A Note on The Childhood of Jesus
J. M. Coetze gives us his version of what Jesus would have been like as a six year old. He has arrived in a new world without parents but with Simon who takes it upon himself to look after the child and find David's mother. He finds Inez playing tennis and intuitively determines that she will be the mother of David which is the name given the child in the novel. Inez decides she will be the mother of the boy against the wishes of her brothers. So we have a child in a place where he knows only Simon who has taken upon himself to act as father and Inez who has taken upon herself to act as mother with the addition of a small cast of characters that come and go. Joseph was not the father of Jesus but certainly took on that role. Coetze must have his doubts about Mary who certainly took the role of mother.

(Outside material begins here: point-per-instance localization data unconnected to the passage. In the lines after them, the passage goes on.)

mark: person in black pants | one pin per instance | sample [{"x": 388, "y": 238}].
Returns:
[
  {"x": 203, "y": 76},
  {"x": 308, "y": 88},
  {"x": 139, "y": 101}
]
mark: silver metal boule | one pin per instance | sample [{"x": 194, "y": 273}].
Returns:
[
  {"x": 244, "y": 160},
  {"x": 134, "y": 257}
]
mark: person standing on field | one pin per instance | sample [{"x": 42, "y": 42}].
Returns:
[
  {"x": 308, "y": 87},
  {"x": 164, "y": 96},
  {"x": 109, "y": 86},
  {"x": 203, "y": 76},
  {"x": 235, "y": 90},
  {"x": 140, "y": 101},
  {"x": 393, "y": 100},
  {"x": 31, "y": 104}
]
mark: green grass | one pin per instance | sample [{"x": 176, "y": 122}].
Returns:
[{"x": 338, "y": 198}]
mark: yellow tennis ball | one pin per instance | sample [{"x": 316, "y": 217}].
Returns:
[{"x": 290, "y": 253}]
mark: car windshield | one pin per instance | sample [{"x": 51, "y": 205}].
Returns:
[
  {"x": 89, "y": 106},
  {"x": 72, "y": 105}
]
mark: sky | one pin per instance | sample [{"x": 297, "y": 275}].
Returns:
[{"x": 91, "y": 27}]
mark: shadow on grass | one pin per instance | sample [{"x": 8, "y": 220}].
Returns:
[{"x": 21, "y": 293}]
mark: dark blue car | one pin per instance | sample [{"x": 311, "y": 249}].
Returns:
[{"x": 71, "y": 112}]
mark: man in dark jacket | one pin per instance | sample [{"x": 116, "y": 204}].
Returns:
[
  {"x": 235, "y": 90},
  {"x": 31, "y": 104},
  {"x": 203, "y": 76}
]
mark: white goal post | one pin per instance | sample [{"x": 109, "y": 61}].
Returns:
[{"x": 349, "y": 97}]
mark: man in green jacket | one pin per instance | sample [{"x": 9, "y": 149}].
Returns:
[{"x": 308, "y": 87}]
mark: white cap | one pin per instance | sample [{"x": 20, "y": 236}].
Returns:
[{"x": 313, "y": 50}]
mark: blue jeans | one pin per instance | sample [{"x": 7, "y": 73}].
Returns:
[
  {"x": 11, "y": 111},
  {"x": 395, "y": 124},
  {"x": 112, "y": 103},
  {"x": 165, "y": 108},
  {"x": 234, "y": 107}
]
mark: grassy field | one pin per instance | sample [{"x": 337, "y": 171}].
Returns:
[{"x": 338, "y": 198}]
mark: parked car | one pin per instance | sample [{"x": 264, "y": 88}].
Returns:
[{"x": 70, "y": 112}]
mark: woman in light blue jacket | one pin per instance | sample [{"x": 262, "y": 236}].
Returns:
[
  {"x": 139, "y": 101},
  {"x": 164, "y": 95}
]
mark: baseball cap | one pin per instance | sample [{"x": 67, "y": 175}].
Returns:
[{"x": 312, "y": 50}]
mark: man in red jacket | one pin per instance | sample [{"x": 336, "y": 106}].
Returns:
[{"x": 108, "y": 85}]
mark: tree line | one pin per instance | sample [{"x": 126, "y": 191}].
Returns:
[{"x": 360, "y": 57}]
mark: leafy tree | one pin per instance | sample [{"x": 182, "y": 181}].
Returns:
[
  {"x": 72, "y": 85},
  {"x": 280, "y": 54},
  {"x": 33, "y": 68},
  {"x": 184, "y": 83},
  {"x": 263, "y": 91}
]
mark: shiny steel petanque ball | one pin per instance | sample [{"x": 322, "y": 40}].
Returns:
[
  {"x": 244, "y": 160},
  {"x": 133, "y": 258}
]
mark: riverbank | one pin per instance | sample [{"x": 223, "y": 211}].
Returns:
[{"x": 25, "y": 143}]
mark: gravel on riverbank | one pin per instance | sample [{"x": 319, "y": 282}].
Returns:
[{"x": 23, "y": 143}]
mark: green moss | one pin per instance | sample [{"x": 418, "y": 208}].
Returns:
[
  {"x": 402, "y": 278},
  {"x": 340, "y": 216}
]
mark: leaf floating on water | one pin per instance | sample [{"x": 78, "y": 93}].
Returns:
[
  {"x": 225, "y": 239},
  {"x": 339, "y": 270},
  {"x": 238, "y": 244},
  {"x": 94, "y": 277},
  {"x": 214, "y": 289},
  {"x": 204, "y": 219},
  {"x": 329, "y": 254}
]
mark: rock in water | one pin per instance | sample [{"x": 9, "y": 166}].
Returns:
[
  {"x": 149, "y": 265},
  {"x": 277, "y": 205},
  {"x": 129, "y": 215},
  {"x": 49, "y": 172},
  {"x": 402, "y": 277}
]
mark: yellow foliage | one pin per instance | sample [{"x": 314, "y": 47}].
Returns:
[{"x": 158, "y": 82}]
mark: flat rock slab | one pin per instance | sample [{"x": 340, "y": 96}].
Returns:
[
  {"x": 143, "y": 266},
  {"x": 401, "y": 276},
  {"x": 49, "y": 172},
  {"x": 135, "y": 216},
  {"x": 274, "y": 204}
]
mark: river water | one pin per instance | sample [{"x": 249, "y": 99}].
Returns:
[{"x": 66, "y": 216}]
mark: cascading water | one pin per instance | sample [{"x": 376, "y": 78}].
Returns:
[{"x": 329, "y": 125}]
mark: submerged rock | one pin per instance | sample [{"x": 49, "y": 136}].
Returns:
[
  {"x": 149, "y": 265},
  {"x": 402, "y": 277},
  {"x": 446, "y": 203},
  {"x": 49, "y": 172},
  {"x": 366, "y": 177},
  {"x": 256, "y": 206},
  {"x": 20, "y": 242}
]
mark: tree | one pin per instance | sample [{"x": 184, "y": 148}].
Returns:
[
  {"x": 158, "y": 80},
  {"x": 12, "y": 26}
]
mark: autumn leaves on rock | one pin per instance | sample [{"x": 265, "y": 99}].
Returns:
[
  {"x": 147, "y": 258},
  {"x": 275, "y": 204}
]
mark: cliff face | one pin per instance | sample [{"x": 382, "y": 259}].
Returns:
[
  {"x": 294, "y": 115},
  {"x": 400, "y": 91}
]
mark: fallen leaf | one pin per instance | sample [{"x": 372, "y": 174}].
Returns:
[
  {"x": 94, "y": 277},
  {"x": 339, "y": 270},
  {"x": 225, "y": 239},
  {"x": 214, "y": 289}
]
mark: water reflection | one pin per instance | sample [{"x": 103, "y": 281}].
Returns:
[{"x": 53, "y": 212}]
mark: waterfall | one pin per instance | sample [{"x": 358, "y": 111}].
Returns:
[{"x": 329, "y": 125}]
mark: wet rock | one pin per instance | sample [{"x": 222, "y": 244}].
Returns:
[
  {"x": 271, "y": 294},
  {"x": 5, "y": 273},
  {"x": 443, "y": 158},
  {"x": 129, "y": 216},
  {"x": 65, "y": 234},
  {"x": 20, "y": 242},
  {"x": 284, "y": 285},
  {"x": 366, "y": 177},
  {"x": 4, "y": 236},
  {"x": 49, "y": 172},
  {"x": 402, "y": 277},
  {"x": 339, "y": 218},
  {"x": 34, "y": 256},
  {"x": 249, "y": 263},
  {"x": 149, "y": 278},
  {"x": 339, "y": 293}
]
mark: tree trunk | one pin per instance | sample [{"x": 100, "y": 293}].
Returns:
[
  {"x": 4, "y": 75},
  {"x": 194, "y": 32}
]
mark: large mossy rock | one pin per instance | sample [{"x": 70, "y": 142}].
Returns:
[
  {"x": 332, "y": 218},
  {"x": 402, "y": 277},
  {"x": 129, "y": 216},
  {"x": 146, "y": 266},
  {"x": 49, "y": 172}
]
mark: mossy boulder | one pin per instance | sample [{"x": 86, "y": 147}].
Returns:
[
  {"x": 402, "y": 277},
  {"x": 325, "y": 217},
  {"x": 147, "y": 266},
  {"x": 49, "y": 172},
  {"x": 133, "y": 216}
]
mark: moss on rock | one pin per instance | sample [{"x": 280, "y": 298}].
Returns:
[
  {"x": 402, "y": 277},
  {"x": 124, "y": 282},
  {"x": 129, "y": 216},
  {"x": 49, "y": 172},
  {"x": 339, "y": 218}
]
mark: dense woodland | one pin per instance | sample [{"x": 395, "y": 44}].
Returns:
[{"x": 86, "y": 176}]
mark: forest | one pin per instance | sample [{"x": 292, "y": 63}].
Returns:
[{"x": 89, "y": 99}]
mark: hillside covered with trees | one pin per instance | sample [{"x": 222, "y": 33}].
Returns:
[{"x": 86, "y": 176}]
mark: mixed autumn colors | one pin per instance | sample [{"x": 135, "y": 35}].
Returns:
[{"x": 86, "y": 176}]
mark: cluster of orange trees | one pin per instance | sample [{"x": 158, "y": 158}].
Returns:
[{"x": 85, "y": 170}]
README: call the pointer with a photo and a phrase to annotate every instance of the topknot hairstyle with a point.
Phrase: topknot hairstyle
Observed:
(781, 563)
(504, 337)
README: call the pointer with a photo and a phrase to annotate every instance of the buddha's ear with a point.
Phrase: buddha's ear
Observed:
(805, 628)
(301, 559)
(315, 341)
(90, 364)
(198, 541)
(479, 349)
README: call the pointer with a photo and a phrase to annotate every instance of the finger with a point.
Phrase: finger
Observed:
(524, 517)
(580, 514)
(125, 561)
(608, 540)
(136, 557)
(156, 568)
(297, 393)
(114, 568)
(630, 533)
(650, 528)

The child is self-willed, extremely intelligent, and fanciful often speaking in what will become parables as an adult. The child determines the action of the novel; he is the moving force in the lives of Simon and Inez and at times the other characters of the book with whom he interacts. The story of Jesus at age 12 comes to mind. The character of David created by Coetze would not hesitate to address the adult world with instruction and opinion. It isn't quite clear what the attraction the child has to the adults he meets, but the adults of the novel revolve around him and bind them to him.
Numerous times David asks to be taken to the scene of death so that he may breathe live into them. He is not allowed to go for the simple reason that to the adult world breathing life into a dead person or a dead horse is simply a childhood fantasy. Coetze does not allow us to see whether the child at the age six can bring back life, but presumably forecasts future events. The book from which Simon teaches David to read is Don Quixote.
The Don is real to David and David has a difficult time separating fiction from reality. It takes some explaining by Simon for David to understand the concept of fiction. There is nothing in the novel that would cause one to think that David understands a difference as the story ends. Maybe fact and fiction are one and the same to Jesus.